Doris Senn: «Frauenkino Xenia – Zürich». Schüren Verlag. Marburg 2024. 256 Seiten.

Gespräch mit der Autorin am Donnerstag, 5. Juni 2025, um 18.30 Uhr im Schweizerischen Sozialarchiv in Zürich.

Zuweilen muss es wild zugegangen sein im Frauenkino Xenia. Es kursieren abenteuerliche Geschichten: von weissen Absperrbändern und wütenden Männern, die partout nicht akzeptieren wollten, dass dieser Ort nicht für sie gedacht war. Fünfzehn Jahre lang, von 1988 bis 2003, durften an den Donnerstagabenden nur Frauen die Kinobaracke auf dem Zürcher Kanzleiplatz betreten. Ein «‹safe space› avant la lettre», wie es eine der Xenia-Gründerinnen formuliert – und das erste Kino in Europa, das Filme von Frauen für Frauen zeigte.

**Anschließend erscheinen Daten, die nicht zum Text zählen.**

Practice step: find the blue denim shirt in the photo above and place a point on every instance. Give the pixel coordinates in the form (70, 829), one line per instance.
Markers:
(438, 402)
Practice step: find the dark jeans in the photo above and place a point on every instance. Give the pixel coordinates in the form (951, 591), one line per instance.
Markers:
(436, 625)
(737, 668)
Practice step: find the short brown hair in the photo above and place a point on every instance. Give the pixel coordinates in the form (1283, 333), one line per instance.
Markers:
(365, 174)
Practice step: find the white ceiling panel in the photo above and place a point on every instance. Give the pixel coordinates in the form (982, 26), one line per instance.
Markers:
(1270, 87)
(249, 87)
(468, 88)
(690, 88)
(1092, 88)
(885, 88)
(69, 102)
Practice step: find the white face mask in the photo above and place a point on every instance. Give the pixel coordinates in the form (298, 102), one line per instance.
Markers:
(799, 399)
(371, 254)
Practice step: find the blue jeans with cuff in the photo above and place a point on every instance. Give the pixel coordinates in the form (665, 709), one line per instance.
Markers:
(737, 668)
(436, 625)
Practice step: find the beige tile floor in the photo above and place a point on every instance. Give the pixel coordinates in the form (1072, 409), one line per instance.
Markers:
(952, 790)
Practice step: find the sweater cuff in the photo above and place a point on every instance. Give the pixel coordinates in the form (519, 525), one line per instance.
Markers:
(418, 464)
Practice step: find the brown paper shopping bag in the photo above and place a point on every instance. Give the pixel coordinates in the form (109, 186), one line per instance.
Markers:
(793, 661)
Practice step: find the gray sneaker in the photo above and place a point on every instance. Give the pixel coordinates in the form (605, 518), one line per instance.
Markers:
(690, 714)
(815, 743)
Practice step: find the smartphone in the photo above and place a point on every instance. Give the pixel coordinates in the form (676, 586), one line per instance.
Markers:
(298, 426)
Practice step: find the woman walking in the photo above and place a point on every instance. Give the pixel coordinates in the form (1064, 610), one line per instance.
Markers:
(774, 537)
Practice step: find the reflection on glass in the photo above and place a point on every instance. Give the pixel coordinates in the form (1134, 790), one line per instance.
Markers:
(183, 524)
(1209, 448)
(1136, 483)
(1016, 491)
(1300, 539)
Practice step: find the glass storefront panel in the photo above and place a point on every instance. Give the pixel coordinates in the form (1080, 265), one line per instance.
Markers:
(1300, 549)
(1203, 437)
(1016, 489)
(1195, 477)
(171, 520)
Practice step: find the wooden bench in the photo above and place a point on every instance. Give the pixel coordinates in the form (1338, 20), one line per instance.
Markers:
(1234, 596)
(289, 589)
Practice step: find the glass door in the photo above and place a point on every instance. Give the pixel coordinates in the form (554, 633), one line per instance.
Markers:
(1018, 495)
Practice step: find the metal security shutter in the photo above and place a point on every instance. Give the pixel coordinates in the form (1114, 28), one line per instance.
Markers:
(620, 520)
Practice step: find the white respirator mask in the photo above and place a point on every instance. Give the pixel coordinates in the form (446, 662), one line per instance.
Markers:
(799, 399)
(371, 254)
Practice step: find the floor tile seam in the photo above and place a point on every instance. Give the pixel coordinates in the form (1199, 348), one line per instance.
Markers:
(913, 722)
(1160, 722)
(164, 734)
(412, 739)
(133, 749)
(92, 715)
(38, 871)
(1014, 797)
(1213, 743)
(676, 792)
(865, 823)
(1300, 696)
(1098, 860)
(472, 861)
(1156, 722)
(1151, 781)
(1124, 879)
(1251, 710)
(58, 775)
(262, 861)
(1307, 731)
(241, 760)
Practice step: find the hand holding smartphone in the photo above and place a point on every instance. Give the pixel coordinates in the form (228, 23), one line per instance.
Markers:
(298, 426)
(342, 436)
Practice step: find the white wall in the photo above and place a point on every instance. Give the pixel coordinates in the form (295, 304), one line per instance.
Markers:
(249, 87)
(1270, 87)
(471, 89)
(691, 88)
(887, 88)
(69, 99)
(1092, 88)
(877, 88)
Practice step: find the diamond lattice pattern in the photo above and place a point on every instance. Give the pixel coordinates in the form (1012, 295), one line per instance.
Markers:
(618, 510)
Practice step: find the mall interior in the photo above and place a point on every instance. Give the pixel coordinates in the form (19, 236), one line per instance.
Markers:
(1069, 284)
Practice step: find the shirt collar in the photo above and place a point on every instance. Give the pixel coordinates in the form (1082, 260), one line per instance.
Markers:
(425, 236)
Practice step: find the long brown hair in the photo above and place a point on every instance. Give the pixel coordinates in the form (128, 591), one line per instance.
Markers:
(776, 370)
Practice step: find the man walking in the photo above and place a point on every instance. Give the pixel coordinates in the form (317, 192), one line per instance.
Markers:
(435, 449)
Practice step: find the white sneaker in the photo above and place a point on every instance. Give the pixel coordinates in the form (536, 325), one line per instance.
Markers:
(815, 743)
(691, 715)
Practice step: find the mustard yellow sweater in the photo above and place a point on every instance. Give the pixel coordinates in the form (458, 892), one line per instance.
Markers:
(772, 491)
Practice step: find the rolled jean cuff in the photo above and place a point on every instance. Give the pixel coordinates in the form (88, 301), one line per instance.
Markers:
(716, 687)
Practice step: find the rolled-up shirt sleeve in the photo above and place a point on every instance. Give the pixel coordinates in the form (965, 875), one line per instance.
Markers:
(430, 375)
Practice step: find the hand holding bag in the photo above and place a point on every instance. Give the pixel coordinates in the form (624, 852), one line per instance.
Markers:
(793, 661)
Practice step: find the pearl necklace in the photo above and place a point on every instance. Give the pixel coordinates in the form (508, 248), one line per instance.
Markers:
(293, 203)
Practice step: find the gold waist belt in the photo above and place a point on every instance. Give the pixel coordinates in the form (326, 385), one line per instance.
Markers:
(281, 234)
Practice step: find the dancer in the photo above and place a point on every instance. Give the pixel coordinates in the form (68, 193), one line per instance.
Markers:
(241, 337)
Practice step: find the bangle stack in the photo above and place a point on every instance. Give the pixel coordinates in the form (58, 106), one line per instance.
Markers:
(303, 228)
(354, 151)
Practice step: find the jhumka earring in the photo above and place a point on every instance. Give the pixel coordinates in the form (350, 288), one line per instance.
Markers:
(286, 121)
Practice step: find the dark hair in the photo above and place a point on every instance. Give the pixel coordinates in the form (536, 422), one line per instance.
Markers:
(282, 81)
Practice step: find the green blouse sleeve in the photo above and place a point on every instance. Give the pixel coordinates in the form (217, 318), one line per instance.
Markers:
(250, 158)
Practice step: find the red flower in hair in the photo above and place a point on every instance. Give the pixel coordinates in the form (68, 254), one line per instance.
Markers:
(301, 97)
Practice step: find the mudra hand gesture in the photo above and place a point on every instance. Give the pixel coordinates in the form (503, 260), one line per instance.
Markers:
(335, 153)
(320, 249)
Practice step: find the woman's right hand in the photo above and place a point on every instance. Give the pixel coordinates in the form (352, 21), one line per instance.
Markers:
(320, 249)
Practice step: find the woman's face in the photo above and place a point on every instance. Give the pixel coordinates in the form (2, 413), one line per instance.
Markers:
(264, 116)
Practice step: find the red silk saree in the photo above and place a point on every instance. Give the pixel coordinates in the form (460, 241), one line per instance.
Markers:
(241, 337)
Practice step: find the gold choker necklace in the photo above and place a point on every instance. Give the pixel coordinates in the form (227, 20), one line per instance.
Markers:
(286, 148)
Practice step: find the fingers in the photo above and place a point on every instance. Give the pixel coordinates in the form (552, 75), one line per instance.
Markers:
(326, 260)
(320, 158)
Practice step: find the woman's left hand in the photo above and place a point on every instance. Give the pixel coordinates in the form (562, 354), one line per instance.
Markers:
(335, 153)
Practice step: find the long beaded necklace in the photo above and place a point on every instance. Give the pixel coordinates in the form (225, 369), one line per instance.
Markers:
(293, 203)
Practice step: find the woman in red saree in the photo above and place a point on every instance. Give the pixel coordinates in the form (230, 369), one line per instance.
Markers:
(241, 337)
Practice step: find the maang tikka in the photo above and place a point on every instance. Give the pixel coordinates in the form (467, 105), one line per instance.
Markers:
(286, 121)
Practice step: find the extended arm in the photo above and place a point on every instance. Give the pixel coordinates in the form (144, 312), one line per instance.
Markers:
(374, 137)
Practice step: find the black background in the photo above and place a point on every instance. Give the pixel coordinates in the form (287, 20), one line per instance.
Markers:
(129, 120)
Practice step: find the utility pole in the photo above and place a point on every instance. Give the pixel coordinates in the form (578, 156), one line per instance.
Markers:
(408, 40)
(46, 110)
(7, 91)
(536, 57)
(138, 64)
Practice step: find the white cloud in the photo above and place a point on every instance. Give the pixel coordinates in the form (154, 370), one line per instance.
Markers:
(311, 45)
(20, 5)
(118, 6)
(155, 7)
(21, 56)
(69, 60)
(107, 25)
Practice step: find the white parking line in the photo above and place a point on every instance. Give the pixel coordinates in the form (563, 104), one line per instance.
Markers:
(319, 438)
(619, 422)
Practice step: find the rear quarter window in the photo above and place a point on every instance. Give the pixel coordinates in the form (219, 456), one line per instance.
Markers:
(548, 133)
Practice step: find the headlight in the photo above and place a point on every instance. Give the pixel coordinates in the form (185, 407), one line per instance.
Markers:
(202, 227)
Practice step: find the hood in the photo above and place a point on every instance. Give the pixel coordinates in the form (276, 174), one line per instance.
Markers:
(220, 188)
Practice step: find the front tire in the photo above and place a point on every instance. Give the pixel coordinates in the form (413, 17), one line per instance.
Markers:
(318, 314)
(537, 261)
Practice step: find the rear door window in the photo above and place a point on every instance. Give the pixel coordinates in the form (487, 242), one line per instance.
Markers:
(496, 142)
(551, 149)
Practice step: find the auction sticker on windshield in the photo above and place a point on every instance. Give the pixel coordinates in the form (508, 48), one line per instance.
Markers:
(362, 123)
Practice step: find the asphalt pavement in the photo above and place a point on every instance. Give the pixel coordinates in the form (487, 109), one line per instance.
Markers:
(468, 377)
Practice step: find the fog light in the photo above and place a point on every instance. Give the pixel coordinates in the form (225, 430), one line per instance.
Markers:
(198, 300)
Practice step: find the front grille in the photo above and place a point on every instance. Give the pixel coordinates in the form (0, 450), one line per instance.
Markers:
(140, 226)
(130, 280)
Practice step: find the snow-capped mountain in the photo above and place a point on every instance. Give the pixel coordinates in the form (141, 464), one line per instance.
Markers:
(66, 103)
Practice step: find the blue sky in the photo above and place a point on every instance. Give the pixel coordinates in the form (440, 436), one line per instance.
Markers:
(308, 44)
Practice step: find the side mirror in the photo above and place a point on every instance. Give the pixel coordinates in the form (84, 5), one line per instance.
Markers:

Ein Stück feministische Filmgeschichte also, das Doris Senn in ihrem Buch «Frauenkino Xenia» in Form von Dokumenten, Gesprächen und Essays aufrollt. Senn war in den neunziger Jahren selbst Xenia-Aktivistin, bis sie 2001 die Koleitung des queeren Filmfestivals Pink Apple übernahm. Diese Nähe ist Stärke und Schwäche zugleich. Die Oral-History-Gespräche mit ehemaligen Aktivistinnen, die das Kino über die Jahre in immer wieder neuen Konstellationen betrieben, kommen etwas protokollarisch daher. Zusammen mit den Texten, die den Gesprächen vorangestellt sind und sie in Theoriedebatten und einem grösseren feministisch-filmischen Netzwerk verorten, machen sie das Buch aber zu einer ergiebigen Ressource für Filmliebhaber:innen und Lokalhistoriker:innen.

Ein Highlight sind die sorgfältig gestalteten Programmplakate, die die «Xenias» bei der von einem Frauenkollektiv betriebenen Genopress drucken liessen. Sie widerspiegeln, was die Filmemacherinnen im Lauf der Zeit beschäftigte: Frauen im Libanon, in Kuba und in der Sowjetunion; Gen- und Reproduktionstechnologien; Black Women’s Cinema; ein Filmzyklus zu Delphine Seyrig, einer zu Jodie Foster.

Manchmal öffneten Zollbeamte auf der Suche nach anstössigem Material die Schachteln mit den sperrigen Filmrollen. Und manchmal kam es vor, dass sich ein Streifen, der im Filmverleihkatalog spektakulär klang, im Saal als Enttäuschung herausstellte. So erinnert sich eine Xenia-Aktivistin an das Bangen vor jeder Aufführung: «Hoffentlich kommt der Ton! Hoffentlich kommt das Bild! Und hoffentlich ist der Film gut!»